Part of the adoption process considers what contact, if any, children have with members of their birth family. For obvious reasons this needs to be carefully coordinated and with the child’s best interests of paramount importance.
This is most commonly handled by the adoption agency or local authority social services. Methods may include “letterbox contact” — where letters are exchanged indirectly between birth parent and child on a regular but generally infrequent basis — or closely controlled visits to a contact centre.
It can also be highly beneficial for siblings not placed in the same family to be allowed to meet, where practical. However, this still needs to be managed by parents or professionals.
The biggest risk the Internet poses is the potential ease by which these official channels can be bypassed. Birth parents may seek direct contact with a child. Curious children may do their own research to try and find out more about their birth family, inadvertently or purposefully making contact with biological family members. Both situations are far from ideal and potentially volatile.
The risk of direct birthparent-to-child contact can be minimised by having an appropriate plan in place. If it does occur, my advice would be to contact social services immediately. Depending on the current stage your child is at, and what their feelings are towards their birth family, they may be intrigued or ambivalent about such attempted contacts. Regardless, it’s important that any unofficial contacts (successful or attempted) are reported so that steps can be taken.
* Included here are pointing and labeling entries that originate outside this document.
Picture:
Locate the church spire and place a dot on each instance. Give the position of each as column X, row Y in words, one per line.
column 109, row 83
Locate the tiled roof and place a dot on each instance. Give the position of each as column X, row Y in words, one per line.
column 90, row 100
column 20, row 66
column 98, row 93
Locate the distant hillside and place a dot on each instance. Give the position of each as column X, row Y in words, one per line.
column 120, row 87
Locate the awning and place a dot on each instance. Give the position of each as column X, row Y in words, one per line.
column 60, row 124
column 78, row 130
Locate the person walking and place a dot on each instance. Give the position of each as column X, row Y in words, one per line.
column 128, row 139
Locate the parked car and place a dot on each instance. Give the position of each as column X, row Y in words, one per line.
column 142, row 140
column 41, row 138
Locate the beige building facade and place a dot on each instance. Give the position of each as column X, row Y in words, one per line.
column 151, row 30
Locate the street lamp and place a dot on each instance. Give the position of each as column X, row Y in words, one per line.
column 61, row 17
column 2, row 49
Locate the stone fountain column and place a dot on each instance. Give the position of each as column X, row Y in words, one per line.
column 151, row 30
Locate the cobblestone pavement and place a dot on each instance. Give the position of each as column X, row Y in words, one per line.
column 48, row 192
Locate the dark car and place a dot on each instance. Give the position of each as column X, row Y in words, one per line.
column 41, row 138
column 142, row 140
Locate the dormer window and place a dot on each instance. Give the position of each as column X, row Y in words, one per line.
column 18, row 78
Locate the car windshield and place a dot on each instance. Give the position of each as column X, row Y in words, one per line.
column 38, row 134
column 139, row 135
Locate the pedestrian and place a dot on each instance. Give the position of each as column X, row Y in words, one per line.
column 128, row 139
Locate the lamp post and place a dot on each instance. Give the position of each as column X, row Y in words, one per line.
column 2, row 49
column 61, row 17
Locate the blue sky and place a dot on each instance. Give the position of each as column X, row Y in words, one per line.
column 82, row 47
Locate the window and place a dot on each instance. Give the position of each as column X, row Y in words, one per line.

Your child’s safety is paramount, even if you feel they’re not at risk.
The risk of child-to-birthparent contact will hopefully be minimised by the way you parent your children on an ongoing basis, how you react when the conversation turns to their birth family, and how you seek to answer questions they have about their family history and why they are adopted. Though you can’t eliminate the risk of a curious child/teen seeking out information on their own, maintaining a warm, open and honest approach in your parenting style should dramatically reduce their need to look for answers on their own.
It’s also important not to react angrily or with disgust if you discover they’ve been attempting to research or contact their birth family. Doing so carries the risk they’ll simply drive their attempts underground in an attempt to hide it from you.
Instead, have an age-appropriate conversation about any concerns they have, what they want to find out about their birth family, who they want to contact and why. It may be that they simply want to know what their birth family are doing, and they don’t really want to be in direct contact at all. This is possible if letterbox or other contact arrangements have broken down in the past. In this case, promise and follow through on doing what you can to find out about the birth family.
It can be hard for parents not to feel insecure when children seem to be seeking out birth family, but it’s a natural part of them discovering who they are, where they came from and how they fit into the world.
Bear in mind that many of the issues and behaviours are not specifically to do with the Internet at all — it’s simply that the Internet has made it easier to connect with people, both wanted and unwanted. You will most likely find that the parenting methods you’ve already put in place will be sufficient, and can be easily adapted, to cope with your child’s curiosity, whether or not it’s worked out online.